81 WAAR GEWELD BEGINT

 

"Kom binnen meester," zegt vrouw Jongsma, "fijn dat u er bent." Dit laatste is niet wederzijds. Ik ben nog steeds behoorlijk pissig.

 

Gisteravond was de jaarlijkse ouderavond van de school. Tot aan de rondvraag was het een prachtige avond. Het hele dorp was er weer. De kinderen deden hun uiterste best. Er kwam een gezellige sfeer in de zaal en steeds als er weer een toneelstukje gedaan was kregen de kinderen een enorm applaus. In de pauze zei Stuursma: "Ze kunnen zo wel voor de televisie. Wat is dit mooi." En toen kwam de rondvraag.

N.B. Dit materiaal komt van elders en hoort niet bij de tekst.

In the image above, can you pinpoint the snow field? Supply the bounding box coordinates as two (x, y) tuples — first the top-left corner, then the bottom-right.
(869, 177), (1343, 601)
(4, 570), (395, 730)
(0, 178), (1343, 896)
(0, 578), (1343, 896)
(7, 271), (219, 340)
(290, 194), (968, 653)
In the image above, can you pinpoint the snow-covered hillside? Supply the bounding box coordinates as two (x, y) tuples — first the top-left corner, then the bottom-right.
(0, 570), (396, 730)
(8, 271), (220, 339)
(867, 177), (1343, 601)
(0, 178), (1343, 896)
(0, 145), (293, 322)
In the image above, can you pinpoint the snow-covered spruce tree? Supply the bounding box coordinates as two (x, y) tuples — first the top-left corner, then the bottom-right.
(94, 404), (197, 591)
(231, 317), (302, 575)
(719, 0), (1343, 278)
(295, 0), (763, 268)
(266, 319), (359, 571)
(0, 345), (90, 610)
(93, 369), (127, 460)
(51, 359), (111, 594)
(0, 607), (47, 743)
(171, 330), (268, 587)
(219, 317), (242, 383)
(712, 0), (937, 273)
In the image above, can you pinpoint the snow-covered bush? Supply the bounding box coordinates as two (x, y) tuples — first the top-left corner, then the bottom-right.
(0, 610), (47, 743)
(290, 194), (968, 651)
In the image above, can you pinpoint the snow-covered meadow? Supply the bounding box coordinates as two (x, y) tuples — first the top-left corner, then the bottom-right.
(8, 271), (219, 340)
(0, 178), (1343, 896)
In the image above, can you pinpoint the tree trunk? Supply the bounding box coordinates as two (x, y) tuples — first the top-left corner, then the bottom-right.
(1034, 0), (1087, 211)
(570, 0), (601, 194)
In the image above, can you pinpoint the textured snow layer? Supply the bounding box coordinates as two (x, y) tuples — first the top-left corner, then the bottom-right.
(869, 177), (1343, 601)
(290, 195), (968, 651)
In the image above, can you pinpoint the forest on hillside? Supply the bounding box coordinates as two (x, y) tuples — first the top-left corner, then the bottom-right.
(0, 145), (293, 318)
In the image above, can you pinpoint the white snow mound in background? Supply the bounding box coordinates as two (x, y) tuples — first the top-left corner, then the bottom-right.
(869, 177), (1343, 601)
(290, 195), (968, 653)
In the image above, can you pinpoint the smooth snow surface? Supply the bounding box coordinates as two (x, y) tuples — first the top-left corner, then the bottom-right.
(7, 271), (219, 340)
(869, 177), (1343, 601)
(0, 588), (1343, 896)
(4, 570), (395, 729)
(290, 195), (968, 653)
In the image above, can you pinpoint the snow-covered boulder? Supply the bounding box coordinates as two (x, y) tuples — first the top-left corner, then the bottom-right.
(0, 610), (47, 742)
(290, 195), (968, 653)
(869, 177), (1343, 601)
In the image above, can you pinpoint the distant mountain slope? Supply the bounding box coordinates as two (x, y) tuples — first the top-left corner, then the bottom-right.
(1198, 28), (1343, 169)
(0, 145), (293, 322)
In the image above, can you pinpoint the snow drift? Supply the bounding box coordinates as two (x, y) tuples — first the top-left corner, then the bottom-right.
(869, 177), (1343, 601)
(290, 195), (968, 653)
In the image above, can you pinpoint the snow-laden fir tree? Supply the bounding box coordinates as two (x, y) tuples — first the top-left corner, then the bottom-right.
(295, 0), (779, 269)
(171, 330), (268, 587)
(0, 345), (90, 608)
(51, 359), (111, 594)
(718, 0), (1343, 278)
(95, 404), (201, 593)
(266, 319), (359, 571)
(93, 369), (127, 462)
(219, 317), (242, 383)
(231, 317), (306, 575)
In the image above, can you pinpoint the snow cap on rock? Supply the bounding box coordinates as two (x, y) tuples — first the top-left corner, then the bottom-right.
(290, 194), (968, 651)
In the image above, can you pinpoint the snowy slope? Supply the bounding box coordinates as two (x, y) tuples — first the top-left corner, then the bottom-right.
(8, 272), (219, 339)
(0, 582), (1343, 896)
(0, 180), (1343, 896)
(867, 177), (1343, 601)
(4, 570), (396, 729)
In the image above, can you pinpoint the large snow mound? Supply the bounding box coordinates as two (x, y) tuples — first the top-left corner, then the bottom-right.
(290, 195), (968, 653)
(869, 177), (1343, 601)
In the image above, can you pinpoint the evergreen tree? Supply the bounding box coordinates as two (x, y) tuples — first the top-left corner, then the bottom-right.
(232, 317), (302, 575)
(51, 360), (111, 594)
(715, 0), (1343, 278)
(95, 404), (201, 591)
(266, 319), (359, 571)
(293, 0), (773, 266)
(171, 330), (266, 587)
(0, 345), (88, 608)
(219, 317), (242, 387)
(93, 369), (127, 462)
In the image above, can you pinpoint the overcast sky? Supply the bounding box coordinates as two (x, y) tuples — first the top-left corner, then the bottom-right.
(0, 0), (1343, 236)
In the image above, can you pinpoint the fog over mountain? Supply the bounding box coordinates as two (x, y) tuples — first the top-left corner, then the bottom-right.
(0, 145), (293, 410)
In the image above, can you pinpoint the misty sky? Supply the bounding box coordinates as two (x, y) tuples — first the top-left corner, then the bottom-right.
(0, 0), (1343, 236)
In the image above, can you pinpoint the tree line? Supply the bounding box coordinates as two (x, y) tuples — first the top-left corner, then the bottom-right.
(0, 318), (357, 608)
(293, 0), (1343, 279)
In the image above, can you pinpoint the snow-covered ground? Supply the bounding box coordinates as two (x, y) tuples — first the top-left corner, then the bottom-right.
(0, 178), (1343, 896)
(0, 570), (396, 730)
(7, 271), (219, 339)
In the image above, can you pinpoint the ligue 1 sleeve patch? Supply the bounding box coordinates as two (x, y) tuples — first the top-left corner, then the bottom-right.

"Wie heeft er nog iets voor de rondvraag?" Het feestgevoel verdween toen vrouw Jongsma van wal stak. De familie Jongsma woont hier nog maar 2 maanden. Moeder ging er bij staan en zei: "Onze kinderen komen van een andere school en wij vinden deze school maar niets. De kinderen op deze school leren niets en ze pesten steeds onze dochters."

 

"Is uw man er niet," vraag ik, omdat ik weet dat Jongsma geen werk heeft en de hele dag thuis is. "Mijn man ligt op bed," zegt vrouw Jongsma. "Hij heeft last van depressies ziet u. Maar ik zal even naar boven gaan om te vragen of hij ook komt."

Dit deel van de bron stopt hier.